# 55g Drums $25 off: Feb 21 to Feb 28



## UnderTheSea (Jun 2, 2008)

We received our second order of drums which were suppose to be in the 20 - 40 gallon range and we received 55g drums again.

We are now over stocked, so we have a great offer.

*$25 Off*

That is only $40 per barrel








​


----------



## phi delt reefer (Sep 8, 2010)

will you be getting the 20 or 40g versions?

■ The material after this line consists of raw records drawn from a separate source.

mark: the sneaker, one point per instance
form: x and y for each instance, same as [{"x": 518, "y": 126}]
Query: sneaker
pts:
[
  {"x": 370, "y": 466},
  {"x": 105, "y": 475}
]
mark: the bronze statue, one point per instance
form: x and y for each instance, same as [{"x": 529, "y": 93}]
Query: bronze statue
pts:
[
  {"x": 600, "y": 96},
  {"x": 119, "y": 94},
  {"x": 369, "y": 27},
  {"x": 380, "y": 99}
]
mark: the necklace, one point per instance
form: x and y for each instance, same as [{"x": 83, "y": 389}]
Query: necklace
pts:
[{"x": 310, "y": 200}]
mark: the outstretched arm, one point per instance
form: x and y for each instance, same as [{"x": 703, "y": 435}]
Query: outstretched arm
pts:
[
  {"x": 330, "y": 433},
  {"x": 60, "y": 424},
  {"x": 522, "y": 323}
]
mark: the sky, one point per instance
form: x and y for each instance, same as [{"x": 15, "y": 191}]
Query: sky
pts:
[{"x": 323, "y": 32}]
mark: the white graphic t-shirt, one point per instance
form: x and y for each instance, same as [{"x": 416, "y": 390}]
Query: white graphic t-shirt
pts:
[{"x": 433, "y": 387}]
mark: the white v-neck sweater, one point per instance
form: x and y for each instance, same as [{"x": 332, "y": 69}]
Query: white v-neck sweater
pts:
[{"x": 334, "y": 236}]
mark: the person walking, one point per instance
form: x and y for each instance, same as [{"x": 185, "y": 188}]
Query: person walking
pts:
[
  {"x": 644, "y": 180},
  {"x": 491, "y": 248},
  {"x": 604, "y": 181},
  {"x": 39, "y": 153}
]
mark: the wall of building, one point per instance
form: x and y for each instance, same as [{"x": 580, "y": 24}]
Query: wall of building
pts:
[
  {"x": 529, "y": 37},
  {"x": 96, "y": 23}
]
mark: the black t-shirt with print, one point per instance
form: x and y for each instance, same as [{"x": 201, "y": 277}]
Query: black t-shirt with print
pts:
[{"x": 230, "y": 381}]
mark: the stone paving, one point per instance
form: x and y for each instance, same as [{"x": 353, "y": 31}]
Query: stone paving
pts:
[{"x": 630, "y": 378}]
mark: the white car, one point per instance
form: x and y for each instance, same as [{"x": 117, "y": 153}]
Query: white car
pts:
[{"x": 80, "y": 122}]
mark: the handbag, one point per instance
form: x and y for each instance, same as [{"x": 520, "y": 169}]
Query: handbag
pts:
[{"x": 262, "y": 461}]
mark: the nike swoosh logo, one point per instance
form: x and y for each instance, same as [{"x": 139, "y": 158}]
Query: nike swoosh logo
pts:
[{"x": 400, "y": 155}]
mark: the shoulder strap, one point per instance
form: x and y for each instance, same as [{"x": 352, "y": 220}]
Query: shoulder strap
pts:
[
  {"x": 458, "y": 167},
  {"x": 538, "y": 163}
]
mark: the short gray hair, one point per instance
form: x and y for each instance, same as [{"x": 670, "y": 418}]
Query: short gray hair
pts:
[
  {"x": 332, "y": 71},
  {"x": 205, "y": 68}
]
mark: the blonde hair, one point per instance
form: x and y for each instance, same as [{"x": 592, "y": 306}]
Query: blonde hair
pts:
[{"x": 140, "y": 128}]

I am tight on space and was hoping you could bring in something like this;

http://cgi.ebay.com/ws/eBayISAPI.dll?ViewItem&item=380298906456


----------



## UnderTheSea (Jun 2, 2008)

phi delt reefer said:


> will you be getting the 20 or 40g versions?
> 
> I am tight on space and was hoping you could bring in something like this;
> 
> http://cgi.ebay.com/ws/eBayISAPI.dll?ViewItem&item=380298906456


Sorry we will not be bringing in any of the flat bottom barrels like that. We are expecting 20 and 30g white barrels in.


----------



## AquaNekoMobile (Feb 26, 2010)

UTC,

You able to get the blue color drums instead of the white ones? The white ones would algae up for the uses I and some others have.


----------



## UnderTheSea (Jun 2, 2008)

I do get in the blue ones but they are slower sellers so I only bring in a few at a time. The blue ones I usually order specific for those building docks.

If I see there is the demand I can bring them in.


----------



## AquaNekoMobile (Feb 26, 2010)

UnderTheSea said:


> I do get in the blue ones but they are slower sellers so I only bring in a few at a time. The blue ones I usually order specific for those building docks.
> 
> If I see there is the demand I can bring them in.


Well check this out. The two videos there. I remember the first video.

http://www.green-trust.org/wordpress/2009/09/30/barrelponics-aquaculture-and-hydroponics/

If the price is right and the color is good I'd be pointing others to you for the barrels. That is a compact setup in aquaponics there and thus why I asked about the blue coloring.


----------